Friday, February 25, 2011

THE BUSHMEN AND THE DIAMOND CRISIS IN BOTSWANA

The indigenous people of southern Africa, whose territory spans most areas of South Africa, Zimbabwe, Lesotho, Mozambique, Swaziland, Botswana, Namibia, and Angola, are variously referred to as Bushmen, San, Sho, Basarwa, Kung, or Khwe. These people were traditionally hunter-gatherers, part of the Khoisan group and are related to the traditionally pastoral Khoikhoi. Starting in the 1950s, and lasting through the 1990s, they switched to farming as a result of government-mandated modernization programs as well as the increased risks of a hunting and gathering lifestyle in the face of technological development.

Today, only about 55,000 San or Bushmen remain and 60% of them live in Botswana.

Since the mid 1990s, the central government of Botswana has implemented a relocation policy, aiming to move the Bushmen out of their ancestral land on the Central Kalahari Game Reserve into newly created settlements. Although the government has categorically denied that relocation has been forced, a recent court ruling confirmed that the removal was unconstitutional and residents were forcibly removed.

Opponents to the relocation policy claim that the government's intent is to clear the area — an area the size of Denmark — for the lucrative tourist trade and diamond mining. This is strenuously denied on the government's official web site, stating that although exploration had taken place, it concluded that mining activity would not be viable and that the issue was not related to the relocation policy.

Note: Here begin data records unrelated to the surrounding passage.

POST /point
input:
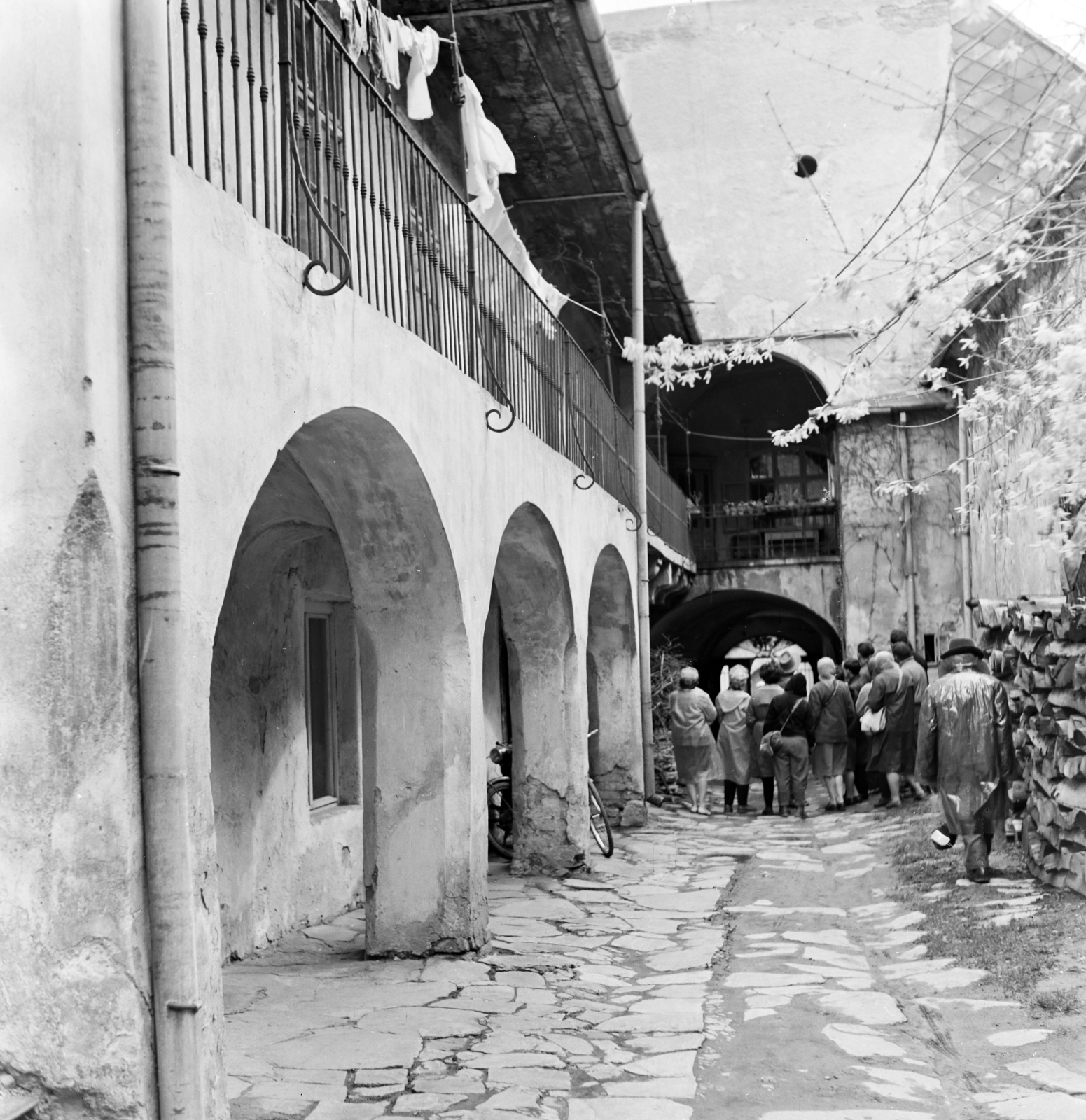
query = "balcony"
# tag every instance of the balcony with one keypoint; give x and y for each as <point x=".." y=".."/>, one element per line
<point x="342" y="178"/>
<point x="746" y="533"/>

But the Botswana action has drawn strident opposition from Survival International, a UK-based organization supporting tribal communities and their rights to their land and to decide their own future. Survival says all the government's actions have made clear its contempt for the Bushmen and its tendency to regard them as inferior.

The Kalahari Bushmen, who have lived in Southern Africa for more than 20,000 years, are now being starved off their land to make way for lucrative diamond extraction, says Survival International.

In past years, the Bushmen have relied on water from a borehole in one of the Kalahari communities. The government provided a tanker that distributed water around the region once a month.

Survival claims that since
the discovery of diamond deposits, worth up to $3.3 billion in one community, the government has halted the operation, removing the storage tanks and the pump that made water extraction possible. The Bushmen are banned from re-opening the borehole.

The Kalahari Bushmen live in the middle of the richest diamond-producing area in the world. Many cite the country's mineral industry as the main driver behind Botswana's dramatic ascent from one of the poorest African nations to one of the wealthiest.

Kalahari Bushmen have faced escalating pressure from outside forces since diamonds were first discovered in the area in the early 1980s. Thousands were evicted from Gope in 2002, while the government denied any knowledge of diamond reserves.

Though the government claims that the operation was voluntary and natives were duly compensated, the Bushmen took the evictions to court that same year.

The case was the longest and most costly in Botswana history. In 2006, the judges determined the evictions to be "unlawful and unconstitutional", and the Bushmen were once again granted access to their land.

Survival International says the latest actions by the government are illegal, and clearly prejudiced against the Bushmen, who have been a traditionally marginalised and impoverished class in Southern Africa.

It is further claimed that the group as a whole has little voice in the national political process and is not one of the tribal groups recognized in the constitution of Botswana.
 At the center of the dispute is the question whether the San are being moved from their ancestral land for purposes not of restoring the park's integrity as a nature reserve but rather to clear the way for diamond-prospecting companies.

The International Finance Corporation, part of the World Bank based in Washington, D.C., has also been drawn into the issue with accusations from Survival International that it funded diamond exploration in the park without consulting indigenous communities about the project.

Survival International has produced government maps on its Web site which it says are evidence of how the game reserve has been divided into concessions for mining companies.

But the Botswana government has strenuously denied that diamond concessions are the reason for the Bushmen's removal. It says exploration for minerals in the park began in the 1960s, but the only kimberlite (volcanic pipes often bearing diamonds) discovered was found to be not commercially viable.